Chaos Marauders
- Designers: Stephen Hand
- Illustrators: John Blanche
- Publishers: Games Workshop
- Players: 2–4
- Setup time: 1–5 minutes
- Playing time: 0.5 hours
- Chance: Medium (Cube of Devastation, card drawing, luck)
- Age range: 10+
- Skills: Dice rolling Counting Social skills Reactions

= Chaos Marauders =

1987 card-based board game

Chaos Marauders is a card-based board game published by Games Workshop in 1987 that is set in the Warhammer universe.

==Description==
Chaos Marauders is a game for 2-4 players in which each player tries to build up warbands of creatures and attack the warbands of other players to loot Victory Points from them.

===Set up===
Each player has a mat with three lines, each with 12 empty squares, which represent the three battle lines each player will try to build. The custom deck of cards is placed in the centre of the table.

===Gameplay===
The players try to complete a full battle line by drawing cards from the deck. The first player starts to draw cards, and does not stop until one of several conditions happen, such a drawing a card that is already in one of the player's battle lines, attacking another player, or drawing a special green card.

Each battle line must start with a standard bearer and end with a musician. The spaces in between can be filled by warrior or loot cards. Some of the cards have special abilities, or act as random events that must be played immediately.

===Combat===
Once a player has completed a battle line, the warband may attack another player's incomplete battle line as long as the sum of the attacker's Attack Ratings is greater than that of the defending battle line. The attacker wins, but must roll the six-sided "Cube of Devastation" to confirm the victory. The cube has an orc eye on five sides and the Mark of Chaos on the sixth side. If the winner rolls an orcish eye, the victory is confirmed. If the winner rolls the Mark of Chaos, the victory is overturned, and the losing battle line becomes the winner.

The winner of the battle takes all the cards with Victory Points from the losing battle line, and the loser must discard all the warrior cards from the losing battle line.

===Victory conditions===
When any player completes all three battle lines, the game immediately ends, and that player earns 150 Victory Points. All players are then given Victory Points for meeting certain conditions, such as completed battle lines and owning certain special cards. Finally each player adds the Victory Points accumulated from battle loot. The player with the most Victory Points is the winner.

==Publication history==
Chaos Marauders was designed by Stephen Hand, illustrated by John Blanche and was published by Games Workshop in 1987. A second edition was published by Fantasy Flight Games in 2009.
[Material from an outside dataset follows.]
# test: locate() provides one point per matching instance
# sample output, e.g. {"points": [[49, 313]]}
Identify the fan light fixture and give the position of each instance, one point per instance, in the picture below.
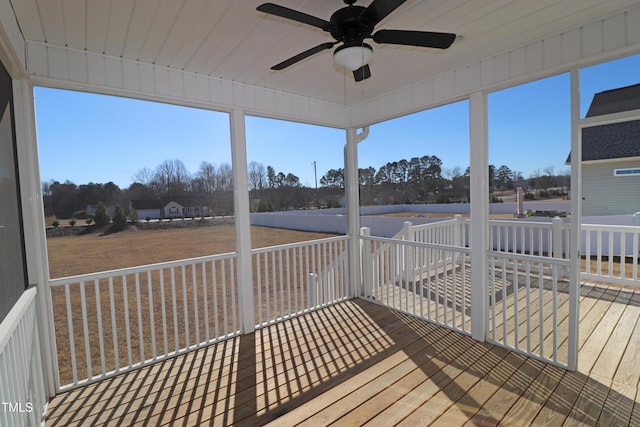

The German game magazine Die Poppel Revue pointed out that Chaos Marauders bore a strong resemblance to the 1977 German game Ogallala designed by Rudi Hoffmann, in which players must build three canoes from parts, with each canoe beginning and ending with a bow and a stern. Hoffman stayed out of the controversy, only remarking that the rules for Chaos Marauders were "too long and complicated" for the German market.

==Reception==
In Issue 42 of Casus Belli, Jean Balczesak liked this as a light-weight game. "It is learned quickly, played quickly, and allows you to have a good time without breaking your head." Balczesak also liked the rapidity of the game, saying, "Simple, well presented and rich in twists and turns - thanks in particular to a few "special" cards - Chaos Marauders can be played in less than half an hour." Balczesak concluded, "It isn't great, and doesn't claim to be, but it's fun and entertaining enough to deserve a place in any toy library."

Writing for Papskubber (Danish for "Cardboard Pusher"), Uffe Jochumsen liked the game for its easy set up and quick play, saying, "It is entertaining and unpredictable as the battle can turn from card to card. Although it is fine to play 2, it is clearly the most fun with 4, where it becomes much more chaotic and harder to predict who is ahead."

Computer & Video Games thought the game was "fast, entertaining and very easy to play." The only complaint was that the playsheets "are fairly flimsy and get fairly tatty after a couple of uses." Despite this, the game was recommended because "there is a wealth of detail in this game and it has obviously been well thought out."

Artur Jaskólski reviewed the second edition published by Fantasy Flight Games and liked the Warhammer atmosphere, the game's portability, and the high quality of the components, but didn't like the preponderance of luck over skill. Jaskólski concluded, "The game will surely appeal to fans of unrestrained fun with as few rules as possible. It will appeal to Warhammer lovers who are mainly looking for climate and have a weakness for orcs. Other board gamers will steer clear of the title."